Placing mother and daughter relationships into one category isn’t an easy task. Many factors go into a mother and daughter relationship. Some may characterize these relationships into three categories: symbiotic, chaotic, or nonexistent. My relationship with my youngest daughter falls into the nonexistent category because my daughter erased me from her life.
From the moment my youngest daughter entered this world, I was in awe of her. She was my third and only child that I bonded with immediately after birth.
Early on, I knew she was a charmer. Her willingness to assist with a bright, cheery smile got me every time. I admit that I doted on her.
When she desired something, I made a way to get it for her. Luckily, she didn’t ask for things that were expensive. She took care of her things and creatively made her own style. I allowed her to embrace her individuality.
Cracks in our relationship started to show when her absentee father reappeared in her life when she was thirteen. This forced me into dealing with teen rebellion and the ghost of a man who didn’t provide financial support for over nine years.
While he avoided his financial parental responsibility, I found myself with a daughter torn between a man wreaking havoc on a woman who left him and a mother who’s trying to keep everything under control.
Her emotions were stretched. She threatened suicide on a few occasions. I took her to psychologists, psychiatrists, and mental institutions. We even had in-house therapy sessions. None of these actions resulted in a diagnosis.
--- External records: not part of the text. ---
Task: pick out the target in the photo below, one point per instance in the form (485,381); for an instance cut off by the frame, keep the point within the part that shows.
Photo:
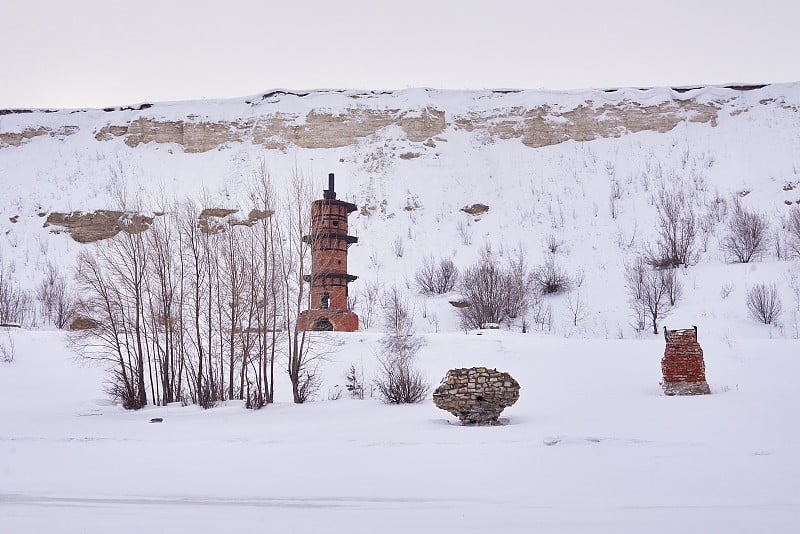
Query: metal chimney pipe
(330,193)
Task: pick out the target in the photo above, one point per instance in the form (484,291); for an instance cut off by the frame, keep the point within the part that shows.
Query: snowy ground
(591,446)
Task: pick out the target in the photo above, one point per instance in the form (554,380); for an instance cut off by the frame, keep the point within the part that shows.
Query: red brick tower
(682,365)
(329,278)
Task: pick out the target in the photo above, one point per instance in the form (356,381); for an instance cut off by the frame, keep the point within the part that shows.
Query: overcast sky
(95,53)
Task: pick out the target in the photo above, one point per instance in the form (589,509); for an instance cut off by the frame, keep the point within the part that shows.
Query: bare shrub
(433,279)
(398,381)
(747,236)
(763,303)
(648,292)
(552,244)
(673,286)
(550,277)
(577,308)
(56,298)
(7,349)
(677,229)
(397,247)
(726,290)
(482,286)
(355,382)
(495,293)
(793,232)
(464,232)
(15,303)
(368,300)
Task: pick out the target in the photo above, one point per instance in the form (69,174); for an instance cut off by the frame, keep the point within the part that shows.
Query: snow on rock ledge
(476,395)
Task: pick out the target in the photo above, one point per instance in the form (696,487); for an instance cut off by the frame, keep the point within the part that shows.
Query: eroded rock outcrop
(22,137)
(476,395)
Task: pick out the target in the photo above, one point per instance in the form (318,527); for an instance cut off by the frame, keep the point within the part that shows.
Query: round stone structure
(476,395)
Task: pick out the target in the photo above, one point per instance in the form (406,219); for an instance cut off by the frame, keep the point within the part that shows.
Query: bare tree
(763,303)
(15,303)
(577,308)
(676,227)
(672,285)
(647,289)
(398,380)
(369,293)
(483,287)
(436,279)
(7,347)
(550,277)
(56,297)
(747,236)
(793,231)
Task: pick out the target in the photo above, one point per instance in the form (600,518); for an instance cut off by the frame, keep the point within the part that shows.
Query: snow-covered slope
(582,167)
(591,446)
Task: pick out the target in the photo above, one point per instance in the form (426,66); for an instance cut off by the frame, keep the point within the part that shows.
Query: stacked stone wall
(476,395)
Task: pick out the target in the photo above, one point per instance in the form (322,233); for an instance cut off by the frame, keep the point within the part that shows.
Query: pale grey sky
(95,53)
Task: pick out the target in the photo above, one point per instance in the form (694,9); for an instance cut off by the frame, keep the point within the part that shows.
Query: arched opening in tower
(323,324)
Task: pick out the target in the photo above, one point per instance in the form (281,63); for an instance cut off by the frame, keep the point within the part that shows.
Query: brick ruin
(329,241)
(476,395)
(682,365)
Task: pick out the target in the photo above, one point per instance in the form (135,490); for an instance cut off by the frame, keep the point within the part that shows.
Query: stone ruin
(682,365)
(476,395)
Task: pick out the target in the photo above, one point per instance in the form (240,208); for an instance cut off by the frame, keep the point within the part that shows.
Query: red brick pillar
(329,278)
(682,365)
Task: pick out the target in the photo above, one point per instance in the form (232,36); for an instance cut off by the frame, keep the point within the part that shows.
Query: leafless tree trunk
(648,293)
(748,234)
(677,230)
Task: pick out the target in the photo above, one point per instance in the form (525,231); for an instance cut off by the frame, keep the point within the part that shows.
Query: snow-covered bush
(677,230)
(56,298)
(16,306)
(398,380)
(748,234)
(793,232)
(436,279)
(649,291)
(763,303)
(550,277)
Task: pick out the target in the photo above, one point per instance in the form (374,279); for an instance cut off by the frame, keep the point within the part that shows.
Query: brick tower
(682,365)
(329,278)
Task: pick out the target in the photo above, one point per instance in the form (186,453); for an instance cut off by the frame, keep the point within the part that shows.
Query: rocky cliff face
(280,120)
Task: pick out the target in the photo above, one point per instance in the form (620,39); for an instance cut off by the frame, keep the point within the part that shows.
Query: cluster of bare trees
(747,236)
(653,292)
(436,278)
(764,303)
(52,302)
(202,313)
(399,381)
(676,226)
(15,303)
(498,292)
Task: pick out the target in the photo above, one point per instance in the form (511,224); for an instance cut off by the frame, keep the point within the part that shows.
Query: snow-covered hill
(580,169)
(593,445)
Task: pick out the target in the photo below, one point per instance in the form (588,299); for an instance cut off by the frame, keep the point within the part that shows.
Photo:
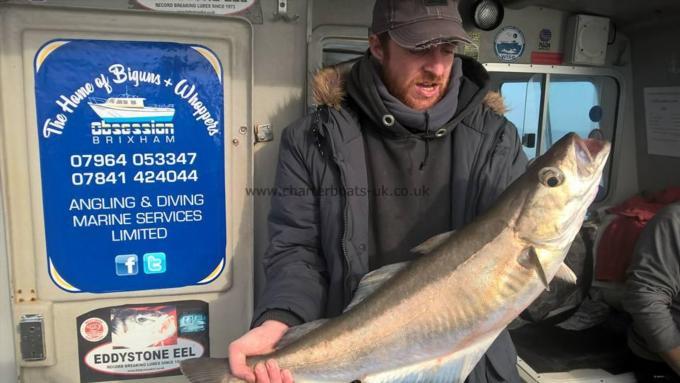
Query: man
(653,298)
(411,123)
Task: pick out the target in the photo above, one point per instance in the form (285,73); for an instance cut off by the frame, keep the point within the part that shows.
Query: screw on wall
(282,12)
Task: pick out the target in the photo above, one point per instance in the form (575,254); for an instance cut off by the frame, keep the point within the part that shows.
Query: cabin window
(523,101)
(339,50)
(547,106)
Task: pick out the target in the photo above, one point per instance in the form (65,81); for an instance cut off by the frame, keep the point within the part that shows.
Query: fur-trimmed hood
(329,86)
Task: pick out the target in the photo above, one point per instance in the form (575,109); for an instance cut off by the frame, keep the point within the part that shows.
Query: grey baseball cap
(417,24)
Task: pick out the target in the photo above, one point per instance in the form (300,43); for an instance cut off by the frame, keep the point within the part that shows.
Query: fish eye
(551,177)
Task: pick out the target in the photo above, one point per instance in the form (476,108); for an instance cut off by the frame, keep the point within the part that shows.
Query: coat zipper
(343,179)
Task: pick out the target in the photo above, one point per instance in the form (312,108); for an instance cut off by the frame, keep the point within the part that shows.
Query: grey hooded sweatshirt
(320,221)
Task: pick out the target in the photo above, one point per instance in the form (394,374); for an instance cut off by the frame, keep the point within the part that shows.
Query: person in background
(652,298)
(406,144)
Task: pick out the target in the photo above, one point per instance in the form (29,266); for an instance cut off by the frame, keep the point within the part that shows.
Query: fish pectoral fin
(372,281)
(566,274)
(296,332)
(530,258)
(432,243)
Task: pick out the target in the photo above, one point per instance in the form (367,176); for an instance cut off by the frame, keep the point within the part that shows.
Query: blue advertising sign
(132,163)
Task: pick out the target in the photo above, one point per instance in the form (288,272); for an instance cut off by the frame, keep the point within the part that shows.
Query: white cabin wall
(280,52)
(656,63)
(8,370)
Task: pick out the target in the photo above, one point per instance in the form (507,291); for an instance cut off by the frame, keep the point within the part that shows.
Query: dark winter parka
(319,218)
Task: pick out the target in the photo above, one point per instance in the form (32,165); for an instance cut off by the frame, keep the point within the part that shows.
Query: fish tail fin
(208,370)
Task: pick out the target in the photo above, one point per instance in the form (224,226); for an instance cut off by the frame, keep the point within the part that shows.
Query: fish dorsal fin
(566,274)
(529,259)
(296,332)
(373,280)
(452,368)
(432,243)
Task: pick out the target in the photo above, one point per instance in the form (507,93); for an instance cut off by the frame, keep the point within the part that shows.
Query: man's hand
(258,341)
(672,358)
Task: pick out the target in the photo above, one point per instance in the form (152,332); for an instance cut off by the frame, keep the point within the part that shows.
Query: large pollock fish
(432,319)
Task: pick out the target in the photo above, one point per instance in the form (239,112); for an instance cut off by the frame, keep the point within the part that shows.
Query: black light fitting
(488,14)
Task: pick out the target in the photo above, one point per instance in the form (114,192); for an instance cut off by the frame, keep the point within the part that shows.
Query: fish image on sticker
(509,44)
(141,327)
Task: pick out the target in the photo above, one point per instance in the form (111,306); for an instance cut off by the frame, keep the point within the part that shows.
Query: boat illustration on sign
(130,109)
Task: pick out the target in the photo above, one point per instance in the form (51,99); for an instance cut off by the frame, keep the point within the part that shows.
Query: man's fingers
(238,366)
(274,371)
(261,373)
(286,376)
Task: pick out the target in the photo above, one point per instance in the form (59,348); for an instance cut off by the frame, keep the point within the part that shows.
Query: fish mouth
(590,153)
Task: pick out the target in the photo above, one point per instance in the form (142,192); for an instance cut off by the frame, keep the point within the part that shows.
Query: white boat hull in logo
(130,109)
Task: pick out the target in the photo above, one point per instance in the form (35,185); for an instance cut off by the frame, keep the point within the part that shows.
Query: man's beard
(401,91)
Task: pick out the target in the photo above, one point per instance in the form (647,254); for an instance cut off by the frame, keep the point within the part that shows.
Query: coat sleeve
(294,268)
(654,281)
(506,161)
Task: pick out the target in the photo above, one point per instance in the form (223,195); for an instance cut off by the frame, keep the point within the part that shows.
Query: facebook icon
(126,264)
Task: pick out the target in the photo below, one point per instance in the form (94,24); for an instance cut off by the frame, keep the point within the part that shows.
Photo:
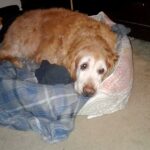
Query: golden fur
(59,36)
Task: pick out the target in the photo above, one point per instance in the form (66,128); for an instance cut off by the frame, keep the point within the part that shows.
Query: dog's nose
(88,91)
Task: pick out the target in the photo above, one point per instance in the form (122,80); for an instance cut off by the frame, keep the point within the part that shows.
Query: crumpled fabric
(50,110)
(115,90)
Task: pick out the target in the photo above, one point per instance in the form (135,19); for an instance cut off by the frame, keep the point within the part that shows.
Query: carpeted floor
(128,129)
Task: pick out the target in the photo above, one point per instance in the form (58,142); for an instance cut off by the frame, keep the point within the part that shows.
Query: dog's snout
(88,90)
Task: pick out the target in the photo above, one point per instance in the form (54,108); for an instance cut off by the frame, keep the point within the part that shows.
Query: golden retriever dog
(81,44)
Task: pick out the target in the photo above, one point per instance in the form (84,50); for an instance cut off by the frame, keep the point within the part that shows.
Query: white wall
(4,3)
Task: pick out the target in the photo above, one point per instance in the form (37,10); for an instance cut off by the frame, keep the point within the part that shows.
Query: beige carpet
(128,129)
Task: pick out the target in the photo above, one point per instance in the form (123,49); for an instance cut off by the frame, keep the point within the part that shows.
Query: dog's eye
(84,66)
(101,71)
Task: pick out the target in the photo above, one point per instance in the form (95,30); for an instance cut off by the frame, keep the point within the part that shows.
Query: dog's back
(49,32)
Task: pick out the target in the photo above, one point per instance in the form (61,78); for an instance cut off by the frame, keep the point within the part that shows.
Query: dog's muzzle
(88,91)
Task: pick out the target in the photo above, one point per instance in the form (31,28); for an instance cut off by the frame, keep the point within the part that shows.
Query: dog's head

When she was fifteen, her rebellion reached a fever pitch. I enlisted one of my sisters to take her in for a period of time. It was a difficult decision. However, my daughter idolized my sister. And I had tried everything to keep her under my roof.
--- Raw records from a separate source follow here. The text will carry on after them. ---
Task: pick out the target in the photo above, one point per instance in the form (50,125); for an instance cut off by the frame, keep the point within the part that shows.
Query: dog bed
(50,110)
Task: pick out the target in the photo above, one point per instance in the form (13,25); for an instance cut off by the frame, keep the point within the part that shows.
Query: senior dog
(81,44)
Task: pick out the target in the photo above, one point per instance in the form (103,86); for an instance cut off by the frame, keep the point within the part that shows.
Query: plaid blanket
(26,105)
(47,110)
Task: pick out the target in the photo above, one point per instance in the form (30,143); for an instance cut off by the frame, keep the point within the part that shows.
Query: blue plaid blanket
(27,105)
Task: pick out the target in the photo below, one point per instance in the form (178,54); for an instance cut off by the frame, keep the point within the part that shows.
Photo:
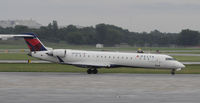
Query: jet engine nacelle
(58,52)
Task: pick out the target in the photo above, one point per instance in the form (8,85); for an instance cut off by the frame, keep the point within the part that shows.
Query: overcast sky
(135,15)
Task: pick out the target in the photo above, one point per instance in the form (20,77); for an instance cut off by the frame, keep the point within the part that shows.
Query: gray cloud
(135,15)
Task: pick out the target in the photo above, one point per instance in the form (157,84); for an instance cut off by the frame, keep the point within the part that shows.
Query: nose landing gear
(92,71)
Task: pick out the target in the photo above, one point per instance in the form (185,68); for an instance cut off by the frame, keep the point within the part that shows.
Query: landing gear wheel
(92,71)
(173,71)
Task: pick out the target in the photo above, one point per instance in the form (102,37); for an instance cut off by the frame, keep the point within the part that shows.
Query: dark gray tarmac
(40,61)
(28,87)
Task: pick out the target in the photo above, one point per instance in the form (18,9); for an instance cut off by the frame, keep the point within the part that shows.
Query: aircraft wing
(90,64)
(7,36)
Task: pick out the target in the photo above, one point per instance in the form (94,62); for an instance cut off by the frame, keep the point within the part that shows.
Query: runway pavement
(28,87)
(40,61)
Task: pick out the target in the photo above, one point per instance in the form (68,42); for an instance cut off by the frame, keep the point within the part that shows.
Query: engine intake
(57,52)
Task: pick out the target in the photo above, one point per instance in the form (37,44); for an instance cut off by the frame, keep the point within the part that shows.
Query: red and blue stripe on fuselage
(34,43)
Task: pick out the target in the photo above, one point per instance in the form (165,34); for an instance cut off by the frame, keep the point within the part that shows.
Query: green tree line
(108,35)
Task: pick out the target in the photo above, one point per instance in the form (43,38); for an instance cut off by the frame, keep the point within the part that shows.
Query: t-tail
(34,43)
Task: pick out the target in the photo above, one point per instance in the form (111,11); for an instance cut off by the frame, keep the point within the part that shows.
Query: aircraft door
(157,62)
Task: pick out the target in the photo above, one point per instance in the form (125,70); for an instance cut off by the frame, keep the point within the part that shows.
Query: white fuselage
(109,59)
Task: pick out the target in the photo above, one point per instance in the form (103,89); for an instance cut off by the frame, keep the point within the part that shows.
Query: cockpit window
(170,59)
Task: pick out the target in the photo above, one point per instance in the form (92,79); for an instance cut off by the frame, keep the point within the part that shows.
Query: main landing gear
(92,71)
(173,71)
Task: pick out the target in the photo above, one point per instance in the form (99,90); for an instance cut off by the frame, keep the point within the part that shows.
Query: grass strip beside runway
(190,69)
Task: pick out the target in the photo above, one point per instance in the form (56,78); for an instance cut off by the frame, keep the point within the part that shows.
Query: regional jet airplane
(94,60)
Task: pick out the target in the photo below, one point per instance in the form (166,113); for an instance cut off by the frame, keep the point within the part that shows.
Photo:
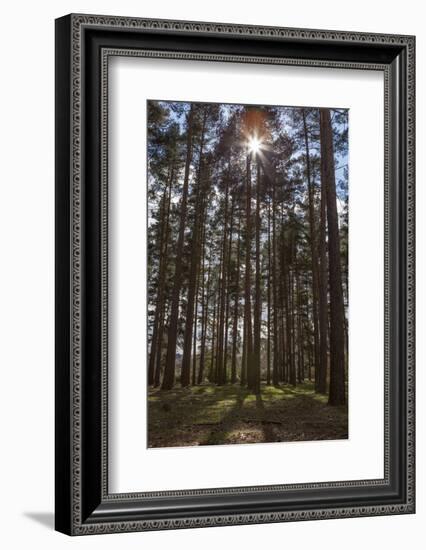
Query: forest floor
(218,415)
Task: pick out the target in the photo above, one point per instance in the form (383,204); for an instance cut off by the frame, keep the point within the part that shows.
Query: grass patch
(212,415)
Forgiveness Amid Uncertainty
My daughter decided to come back home for her senior year of high school. Despite feeling conflicted, I welcomed her with open arms. I forgave her disrespectful prior actions and made myself see her through a new light.
Soon afterward, her mask came off. She wasn’t threatening suicide. However, she made snide remarks and attempted to take advantage of her siblings and others who came into her path.
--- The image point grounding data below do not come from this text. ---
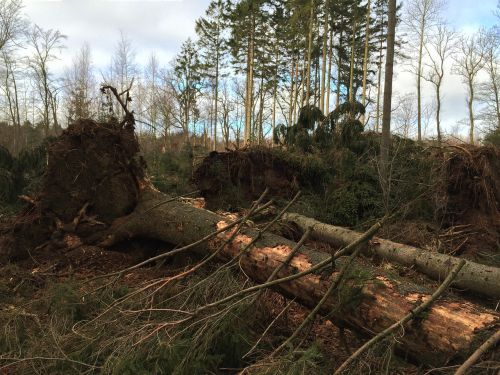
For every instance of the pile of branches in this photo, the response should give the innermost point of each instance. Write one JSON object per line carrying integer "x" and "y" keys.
{"x": 113, "y": 201}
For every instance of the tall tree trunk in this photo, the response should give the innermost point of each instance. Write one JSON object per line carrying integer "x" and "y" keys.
{"x": 329, "y": 77}
{"x": 470, "y": 104}
{"x": 381, "y": 299}
{"x": 351, "y": 62}
{"x": 292, "y": 92}
{"x": 419, "y": 77}
{"x": 249, "y": 83}
{"x": 365, "y": 59}
{"x": 298, "y": 90}
{"x": 386, "y": 119}
{"x": 260, "y": 132}
{"x": 275, "y": 94}
{"x": 323, "y": 63}
{"x": 339, "y": 68}
{"x": 309, "y": 54}
{"x": 379, "y": 86}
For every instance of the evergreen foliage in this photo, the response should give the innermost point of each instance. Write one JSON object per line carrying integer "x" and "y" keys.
{"x": 22, "y": 174}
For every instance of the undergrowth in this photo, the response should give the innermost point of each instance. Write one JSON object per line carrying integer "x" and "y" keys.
{"x": 66, "y": 327}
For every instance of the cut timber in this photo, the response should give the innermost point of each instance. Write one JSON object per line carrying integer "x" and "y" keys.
{"x": 452, "y": 328}
{"x": 96, "y": 191}
{"x": 473, "y": 276}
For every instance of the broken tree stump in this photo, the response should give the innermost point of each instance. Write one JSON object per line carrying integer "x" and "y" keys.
{"x": 114, "y": 202}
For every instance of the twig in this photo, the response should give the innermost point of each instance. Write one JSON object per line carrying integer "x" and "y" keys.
{"x": 268, "y": 328}
{"x": 367, "y": 235}
{"x": 181, "y": 249}
{"x": 139, "y": 214}
{"x": 19, "y": 360}
{"x": 492, "y": 341}
{"x": 262, "y": 231}
{"x": 412, "y": 314}
{"x": 328, "y": 293}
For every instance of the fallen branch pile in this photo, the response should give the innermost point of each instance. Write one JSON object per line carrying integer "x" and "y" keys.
{"x": 347, "y": 290}
{"x": 473, "y": 276}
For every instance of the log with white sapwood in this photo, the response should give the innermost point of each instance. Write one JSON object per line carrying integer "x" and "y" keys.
{"x": 473, "y": 276}
{"x": 451, "y": 329}
{"x": 96, "y": 191}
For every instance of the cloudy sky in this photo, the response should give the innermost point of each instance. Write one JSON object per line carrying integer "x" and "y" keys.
{"x": 162, "y": 25}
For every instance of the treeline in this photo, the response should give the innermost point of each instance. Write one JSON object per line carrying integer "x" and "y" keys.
{"x": 253, "y": 66}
As she approached eighteen and her high school graduation, I informed her that she needed to find somewhere else to live. She accepted that and made her plans to leave.
It was painful ordering her to leave. When she left, I felt it was the right decision and that God would watch over her.
After everything I went through with my daughter, I love her deeply. However, I don’t trust her because of my experiences with her.
She’s attractive, intelligent, and conniving. My daughter would only contact me when she wanted something. And I complied.
However, I put my foot down when she spewed lies and hatred about her siblings and me. I refused to be a participant in her mind games.
When she mentioned moving back home, I wasn’t amused. She thought she’d move back and bring her drama with her. I told her no. No wasn’t the correct answer.
My daughter unleashed a treasure trove of lies and told me I would never see her again. She said that she’d tell everyone that her parents died together when she was young. Wow. Therefore, my daughter erased me from her life.
She may have mentally erased me from her life. However, the truth remains and can’t be altered.
One day she may pencil me back into her life. And my love will accept her. I forgive her for her scattered thoughts and wish only the best for her.
Almost Two Years Later
Sometimes time can bring about change. However, change doesn’t always take place. My daughter reached out to me in January 2020. She begged me to come back home. Part of me didn’t want her back and the other part of me knew that she was my daughter and I couldn’t abandon her.
I put aside her past deeds and gave her another chance. At first, it seemed to work out. Then her nasty attitude came out. This caused me to regret letting her back into my life.
She spewed such nasty unwarranted words and accusations against me. I dare not repeat them here. What I will say is that she didn’t change her ways. The only thing that changed was her age. My daughter erased me from her life again.
To protect my mental health and peace of mind, I told her she had to go. It broke my heart but I had to do it. Even though she’s my flesh and blood, I couldn’t allow her to disrupt my life. I had to release her from my mind and keep my love for her in my heart.